As the former head of New Zealand's military this week rejected allegations of a cover-up, a major question loomed: How did a file showing the Defence Force had been wrong in saying no civilians could have died during a SAS-led raid in Afghanistan end up locked away in an
Conspiracy denials: What we've learned about Operation Burnham
How the military got it wrong
The short explanation, according to the Defence Force, is one misunderstanding.
After Operation Burnham, the International Security Assistance Force (ISAF) – the coalition forces in Afghanistan – investigated whether civilians may have been killed. It eventually cleared New Zealand's troops, who were on the ground, but found a gun-sight malfunction on a US Army helicopter providing air support led to rounds accidentally hitting two buildings, possibly killing villagers.
ISAF raised the issue in a press release a week after the operation and even showed video footage to a New Zealand officer who told the inquiry he also felt civilian casualties were possible.
Enter Brigadier Chris Parsons, who on his first full day as the top SAS officer in Afghanistan went to ISAF's command centre, and came back saying, incorrectly, civilian deaths had been categorically ruled out.
Parsons told the probe an American officer – who he could not identify – had only let him see one, four-line paragraph of the ISAF report, which had not been cleared to be handed to New Zealand.
Parsons explained he had misunderstood an acronym, which in addition to a chat with the American, led him to reach an erroneous conclusion about the findings.
"He turned to the final page of the document and, pointing to the first paragraph of that page told me that was what I needed to know," Parsons said.
He told the inquiry he had read "AF" as "air force", thinking it referred to the US Army helicopters, when in fact it cleared the "assault force" on the ground.
Parsons emailed his bosses that night with the news.
After that, the inquiry heard, the matter was settled for the Defence Force's commanders back home. Parsons' account became the official line and was passed onto Government ministers and the public for years to come.
Retired Major General Peter Kelly (then the Director of Special Operations) told the probe Parsons was highly trusted, and even though it was soon after made clear he had only seen a fragment of the report, the earlier information was set aside. Parsons' account was the only direct link to the final report, Kelly said.
How the story changed
When questions came up again in 2014, then Defence Minister Jonathan Coleman asked for a briefing. A bundle of files was taken from a safe inside NZDF headquarters and given to him.
It turned out the Defence Force's copy of the ISAF report had been in there since September 2011 – but had never been made public.
Even more curiously, though, it had been marked and annotated by someone - showing it had been read.
An incensed Coleman called then Defence Force chief Tim Keating asking how a report contradicting what he had been told had been locked away for three years. The minister the next day publicly said he could not rule out civilian deaths.
When Hit & Run was released in March 2017, the military again called the allegations unfounded.
The NZDF's lawyers described that as a "regrettable" accident this week, saying with a lack of time to respond and amid confusion, staff had reached for an outdated press release.
The safe
So the questions became: who had locked the file away and why had they not told anyone about it?
And there seemed to be few answers.
Keating told the inquiry he was shocked to learn the NZDF had the report.

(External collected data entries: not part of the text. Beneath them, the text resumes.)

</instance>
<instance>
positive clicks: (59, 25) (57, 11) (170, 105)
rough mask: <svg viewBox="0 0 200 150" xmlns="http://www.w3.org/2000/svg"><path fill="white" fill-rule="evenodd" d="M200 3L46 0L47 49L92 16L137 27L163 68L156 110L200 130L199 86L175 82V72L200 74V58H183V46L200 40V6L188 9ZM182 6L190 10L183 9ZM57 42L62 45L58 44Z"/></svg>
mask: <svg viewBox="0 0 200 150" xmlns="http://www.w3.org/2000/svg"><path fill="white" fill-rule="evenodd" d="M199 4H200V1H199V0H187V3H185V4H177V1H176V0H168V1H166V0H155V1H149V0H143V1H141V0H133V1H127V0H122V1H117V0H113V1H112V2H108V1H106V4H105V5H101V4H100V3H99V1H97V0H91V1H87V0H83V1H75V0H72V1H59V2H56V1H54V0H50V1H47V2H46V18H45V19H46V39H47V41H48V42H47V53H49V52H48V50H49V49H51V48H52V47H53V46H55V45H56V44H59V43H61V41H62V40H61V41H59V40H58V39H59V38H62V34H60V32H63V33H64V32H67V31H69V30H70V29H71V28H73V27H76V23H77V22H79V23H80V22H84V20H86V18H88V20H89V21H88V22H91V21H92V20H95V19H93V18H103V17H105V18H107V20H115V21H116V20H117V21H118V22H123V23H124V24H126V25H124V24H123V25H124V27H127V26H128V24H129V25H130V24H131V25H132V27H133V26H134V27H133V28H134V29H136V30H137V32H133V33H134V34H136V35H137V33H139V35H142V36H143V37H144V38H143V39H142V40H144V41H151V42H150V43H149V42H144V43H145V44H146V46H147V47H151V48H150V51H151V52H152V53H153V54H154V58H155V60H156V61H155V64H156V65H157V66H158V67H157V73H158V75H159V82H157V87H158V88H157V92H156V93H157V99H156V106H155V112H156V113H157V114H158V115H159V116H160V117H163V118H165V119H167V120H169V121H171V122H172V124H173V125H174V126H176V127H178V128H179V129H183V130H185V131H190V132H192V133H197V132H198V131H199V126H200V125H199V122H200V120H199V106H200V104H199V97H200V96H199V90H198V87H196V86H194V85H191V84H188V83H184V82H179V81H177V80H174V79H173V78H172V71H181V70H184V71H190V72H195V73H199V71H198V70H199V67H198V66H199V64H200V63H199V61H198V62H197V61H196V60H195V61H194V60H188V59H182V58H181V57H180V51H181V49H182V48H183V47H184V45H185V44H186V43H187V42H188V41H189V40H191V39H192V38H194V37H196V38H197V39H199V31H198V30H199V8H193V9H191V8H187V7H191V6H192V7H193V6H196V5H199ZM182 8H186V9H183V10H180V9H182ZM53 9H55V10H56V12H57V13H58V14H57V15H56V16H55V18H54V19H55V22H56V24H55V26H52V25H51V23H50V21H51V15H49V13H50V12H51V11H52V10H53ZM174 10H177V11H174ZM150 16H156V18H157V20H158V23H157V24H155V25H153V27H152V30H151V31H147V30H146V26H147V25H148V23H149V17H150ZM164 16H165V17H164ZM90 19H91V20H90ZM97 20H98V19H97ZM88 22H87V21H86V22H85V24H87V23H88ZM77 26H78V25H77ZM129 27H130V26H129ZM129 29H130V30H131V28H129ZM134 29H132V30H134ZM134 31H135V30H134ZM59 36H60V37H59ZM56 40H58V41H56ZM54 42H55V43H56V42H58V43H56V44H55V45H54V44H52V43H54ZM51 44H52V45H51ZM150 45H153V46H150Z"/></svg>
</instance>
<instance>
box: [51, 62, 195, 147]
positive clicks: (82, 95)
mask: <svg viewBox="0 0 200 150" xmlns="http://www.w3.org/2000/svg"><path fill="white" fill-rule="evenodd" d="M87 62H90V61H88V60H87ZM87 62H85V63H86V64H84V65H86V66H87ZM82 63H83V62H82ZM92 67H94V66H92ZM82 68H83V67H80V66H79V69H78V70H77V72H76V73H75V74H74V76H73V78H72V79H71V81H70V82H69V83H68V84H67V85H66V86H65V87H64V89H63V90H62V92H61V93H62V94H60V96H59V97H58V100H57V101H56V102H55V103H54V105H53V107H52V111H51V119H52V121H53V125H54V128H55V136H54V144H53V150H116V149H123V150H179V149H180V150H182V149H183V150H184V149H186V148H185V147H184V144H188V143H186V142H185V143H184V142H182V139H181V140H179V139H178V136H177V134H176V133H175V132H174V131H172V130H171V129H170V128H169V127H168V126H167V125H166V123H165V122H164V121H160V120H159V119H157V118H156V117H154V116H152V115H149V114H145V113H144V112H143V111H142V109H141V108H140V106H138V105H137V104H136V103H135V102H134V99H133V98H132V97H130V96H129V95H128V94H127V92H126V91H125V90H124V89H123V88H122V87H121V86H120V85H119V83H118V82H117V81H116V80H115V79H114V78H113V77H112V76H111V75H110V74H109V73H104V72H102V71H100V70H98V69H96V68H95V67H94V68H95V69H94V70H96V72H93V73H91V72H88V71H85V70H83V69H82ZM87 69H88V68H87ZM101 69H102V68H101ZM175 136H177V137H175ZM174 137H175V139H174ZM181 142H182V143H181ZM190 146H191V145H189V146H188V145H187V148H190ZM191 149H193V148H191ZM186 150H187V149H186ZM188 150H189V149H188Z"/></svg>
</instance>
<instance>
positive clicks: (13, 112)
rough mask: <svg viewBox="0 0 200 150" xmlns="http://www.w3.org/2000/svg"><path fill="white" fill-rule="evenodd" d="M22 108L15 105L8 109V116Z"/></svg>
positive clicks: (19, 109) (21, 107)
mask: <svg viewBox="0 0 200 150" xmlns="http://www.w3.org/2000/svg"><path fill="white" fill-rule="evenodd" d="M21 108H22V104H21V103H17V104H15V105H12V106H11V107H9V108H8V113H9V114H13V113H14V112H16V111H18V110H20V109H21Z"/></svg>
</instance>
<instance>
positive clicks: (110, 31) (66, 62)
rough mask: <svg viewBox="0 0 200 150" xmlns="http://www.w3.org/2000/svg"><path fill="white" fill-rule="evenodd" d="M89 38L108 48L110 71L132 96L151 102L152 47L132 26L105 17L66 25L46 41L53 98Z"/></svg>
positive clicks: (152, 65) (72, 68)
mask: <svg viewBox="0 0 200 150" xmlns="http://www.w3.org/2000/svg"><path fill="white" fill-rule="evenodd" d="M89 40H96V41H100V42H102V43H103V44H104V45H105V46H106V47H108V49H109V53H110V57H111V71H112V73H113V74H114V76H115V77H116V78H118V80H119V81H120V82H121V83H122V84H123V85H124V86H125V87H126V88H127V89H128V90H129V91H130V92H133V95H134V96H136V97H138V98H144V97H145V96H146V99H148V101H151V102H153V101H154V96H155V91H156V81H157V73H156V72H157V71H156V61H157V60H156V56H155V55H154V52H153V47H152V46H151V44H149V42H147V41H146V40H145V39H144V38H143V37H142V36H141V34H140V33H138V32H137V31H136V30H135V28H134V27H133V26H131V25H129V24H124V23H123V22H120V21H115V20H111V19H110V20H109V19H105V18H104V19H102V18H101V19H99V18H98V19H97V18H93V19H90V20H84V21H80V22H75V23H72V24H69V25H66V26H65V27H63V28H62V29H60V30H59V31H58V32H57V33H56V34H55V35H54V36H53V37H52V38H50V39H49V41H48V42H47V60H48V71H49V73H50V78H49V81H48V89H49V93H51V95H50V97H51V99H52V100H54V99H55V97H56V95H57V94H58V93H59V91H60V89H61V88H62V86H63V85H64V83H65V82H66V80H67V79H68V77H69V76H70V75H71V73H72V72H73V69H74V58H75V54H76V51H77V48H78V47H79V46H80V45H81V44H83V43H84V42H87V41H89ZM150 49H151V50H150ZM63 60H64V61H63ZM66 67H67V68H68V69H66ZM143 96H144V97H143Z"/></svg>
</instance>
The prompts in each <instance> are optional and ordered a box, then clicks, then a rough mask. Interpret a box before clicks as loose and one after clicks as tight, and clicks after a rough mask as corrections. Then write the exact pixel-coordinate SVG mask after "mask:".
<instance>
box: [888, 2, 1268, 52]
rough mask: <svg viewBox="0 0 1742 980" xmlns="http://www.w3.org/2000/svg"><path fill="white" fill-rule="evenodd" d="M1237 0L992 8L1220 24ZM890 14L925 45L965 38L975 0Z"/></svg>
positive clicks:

The man who put in the safe – Deputy Chief of Staff Michael Thompson – said he had never read it and couldn't remember who gave it to him, although under questing narrowed it to about 15 people. His personal register provided no clues.
And the man who in 2014 was tasked with investigating how the file reached the safe - retired commodore Ross Smith – told the inquest he never managed to find out.
It seemed a cold trail until the inquiry's chair, Sir Terrence Arnold, on Thursday morning surprised the room by raising the possibility of a second file register and quickly ordering for a copy to be fetched.
The question was prompted by a marking on a file that appeared to allude to an alternative log system - one the inquiry did not know existed, having only been alerted about the file in the safe a week prior to the hearing.
It took staff about 15 minutes to hunt the document down - and it showed the ISAF report had been signed in by the office of the Direction of Special Operations, Jim Blackwell, on September 1, 2011.
Blackwell wasn't on the list of witnesses, leaving Keating to explain the former director had a "high level of integrity I would not question".
Amid questioning about whether the file had been "buried", Keating would only concede to sloppy record-keeping.
"It wasn't tidy, it was unprofessional, but it wasn't a conspiracy," he said.
So what happens now?
The last-minute evidence prompted the inquiry to be suspended to call new witnesses and recall a number involved in the handling of the ISAF report.
That may include bringing Blackwell in. He left the Defence Force in 2015.
When the hearing will resume has not yet been confirmed.